Однако ни настояния, ни мольбы, ни упоминания святых образцов не смягчили сердце Драгомиры. Как была, так и осталась она княгиней-воительницей. Осталась княгиней, исполненной ненависти, и прокляла Генриха.

И увидел Вацлав, что неисповедимым Провидением отказано матери в познании чего-либо подобного его вере, осознал он, что не в его силах ни речью, ни сердцем открыть ей свет, который сам Господь Бог от нее сокрыл. Посему повелел он ей оставить те края, где царствовал, и не воспротивился, когда Драгомира пожелала поселиться в замке, носившем название Браниборж, что возвышался в земле Стодоранской. В этом замке она узрела свет света и туда же теперь устремилась. В те поры в Полабских краях снова вспыхнули войны, и княгиня, сгорая от нетерпения, желала как можно быстрее очутиться там.
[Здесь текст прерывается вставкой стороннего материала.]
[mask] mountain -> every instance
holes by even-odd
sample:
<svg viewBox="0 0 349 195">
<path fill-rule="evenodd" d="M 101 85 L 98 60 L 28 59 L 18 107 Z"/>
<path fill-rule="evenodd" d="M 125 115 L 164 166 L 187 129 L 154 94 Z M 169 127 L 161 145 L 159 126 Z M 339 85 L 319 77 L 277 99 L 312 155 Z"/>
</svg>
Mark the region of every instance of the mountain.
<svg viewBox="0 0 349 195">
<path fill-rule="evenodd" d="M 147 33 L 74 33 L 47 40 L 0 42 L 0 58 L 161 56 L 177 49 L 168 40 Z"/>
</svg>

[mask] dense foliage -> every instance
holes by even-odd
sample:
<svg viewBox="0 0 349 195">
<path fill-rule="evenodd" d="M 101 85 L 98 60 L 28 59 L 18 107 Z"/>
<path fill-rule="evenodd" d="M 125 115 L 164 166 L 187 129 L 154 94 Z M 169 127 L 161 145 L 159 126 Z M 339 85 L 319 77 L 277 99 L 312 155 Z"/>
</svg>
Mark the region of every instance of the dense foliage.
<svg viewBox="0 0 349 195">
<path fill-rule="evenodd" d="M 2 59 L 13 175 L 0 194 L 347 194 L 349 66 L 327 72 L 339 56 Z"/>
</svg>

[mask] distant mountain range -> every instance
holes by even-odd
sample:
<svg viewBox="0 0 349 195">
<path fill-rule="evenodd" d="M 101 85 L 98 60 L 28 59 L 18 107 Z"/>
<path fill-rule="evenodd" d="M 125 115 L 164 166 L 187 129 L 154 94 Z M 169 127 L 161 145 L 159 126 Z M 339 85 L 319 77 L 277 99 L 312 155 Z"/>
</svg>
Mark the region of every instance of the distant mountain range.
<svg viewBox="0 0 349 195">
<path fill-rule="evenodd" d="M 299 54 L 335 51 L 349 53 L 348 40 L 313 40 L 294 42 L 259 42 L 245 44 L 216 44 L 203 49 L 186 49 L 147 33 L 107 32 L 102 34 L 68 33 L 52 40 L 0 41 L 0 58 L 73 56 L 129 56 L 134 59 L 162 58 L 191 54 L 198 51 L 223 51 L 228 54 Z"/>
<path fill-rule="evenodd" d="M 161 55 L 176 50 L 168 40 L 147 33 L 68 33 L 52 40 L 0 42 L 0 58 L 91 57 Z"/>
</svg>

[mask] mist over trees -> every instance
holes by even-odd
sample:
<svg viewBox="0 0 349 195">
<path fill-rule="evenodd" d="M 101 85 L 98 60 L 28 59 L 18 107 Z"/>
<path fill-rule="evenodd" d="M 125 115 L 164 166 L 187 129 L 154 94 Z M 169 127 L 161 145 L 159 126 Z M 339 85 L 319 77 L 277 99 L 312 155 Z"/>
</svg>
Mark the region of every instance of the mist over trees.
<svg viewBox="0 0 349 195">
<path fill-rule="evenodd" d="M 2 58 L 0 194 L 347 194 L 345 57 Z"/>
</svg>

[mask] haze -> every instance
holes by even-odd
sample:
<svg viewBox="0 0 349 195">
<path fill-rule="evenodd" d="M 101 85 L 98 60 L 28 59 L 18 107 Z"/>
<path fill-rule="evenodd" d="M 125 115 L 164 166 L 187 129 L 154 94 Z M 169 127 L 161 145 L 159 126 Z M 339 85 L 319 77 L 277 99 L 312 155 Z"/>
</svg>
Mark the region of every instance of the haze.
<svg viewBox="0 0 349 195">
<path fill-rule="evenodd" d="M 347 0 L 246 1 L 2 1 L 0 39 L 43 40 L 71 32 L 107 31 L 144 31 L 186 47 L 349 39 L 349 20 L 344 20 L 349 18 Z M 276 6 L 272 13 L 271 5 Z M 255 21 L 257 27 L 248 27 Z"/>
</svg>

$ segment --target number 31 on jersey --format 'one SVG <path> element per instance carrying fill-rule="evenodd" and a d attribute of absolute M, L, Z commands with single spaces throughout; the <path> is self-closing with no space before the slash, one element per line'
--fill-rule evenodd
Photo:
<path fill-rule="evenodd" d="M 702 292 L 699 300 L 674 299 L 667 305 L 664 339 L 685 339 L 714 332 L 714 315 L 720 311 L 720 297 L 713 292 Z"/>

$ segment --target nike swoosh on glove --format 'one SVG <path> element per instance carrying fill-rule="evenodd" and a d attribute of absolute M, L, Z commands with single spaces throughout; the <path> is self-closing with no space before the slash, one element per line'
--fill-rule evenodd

Она спешила, и князь Вацлав дал знак дружине не чинить препятствий матери. Никто не смел мешать ей, даже если бы она вознамерилась отправиться к племенам языческим или к вражеским. Такова была воля князя. Кроме того, повелел Вацлав — вопреки обычаям войны — не предавать казни тех, кто действовал заодно с Драгомирой и кто разделял ее устремления. Они могли уйти, могли последовать за своей повелительницей и тем спасти свои жизни; всем им была дарована свобода.

Именно в ту пору Генрих и вынашивал свой замысел, именно в эту пору скликал он свои войска у бродов Лабских и на отмелях, где легко может пройти пеший воин, опираясь на свое копье и коня. Дальше, в излучинах, где лениво застаивается вода, королевское войско валило лес. Одни подкатывали срубленные стволы к низкому берегу, друтие пускали их прямо по течению, а третьи связывали ствол со стволом, строя плоты и надежные сооружения для переправы.

Когда работы были закончены, войско перебралось через реку и вторглось в земли ободритов и ратарей. И взметнулось за тем войском невиданное облако пыли. На лугах, по которым шел походом король, вместо травы оставалась голая земля, луга и перелески отступали перед ним, и ржаные поля исчезали под его ногами. Так вел наступление Генрих, так проникало в глубь страны его войско, так катилось оно вперед по равнинному краю, неслось по полям и лугам, открытым со всех сторон. И никто не мог остановить эту силу, никто не мог поставить ей заслон, никто не мог оказать королю серьезного сопротивления — разве лишь пастухи бодричей да те, кто добывал себе пропитание, возделывая землю, — одним словом, как раз все, кто не имел понятия об искусстве войны, как раз те, чьим оружием были дубина да пастушеский посох — вот они-то и сбились в кучу и оборонялись до последнего издыхания. Ни один из них не ударился в бегство, ни один не отступил, не дрогнул, не разжал кулака. И все были перебиты. Гибель и разрушение обрушились на их земли, однако дух сопротивления не был сломлен. Напротив, этот дух крепчал и, распространяясь вширь и простираясь вдаль, коснулся снова пределов Чехии.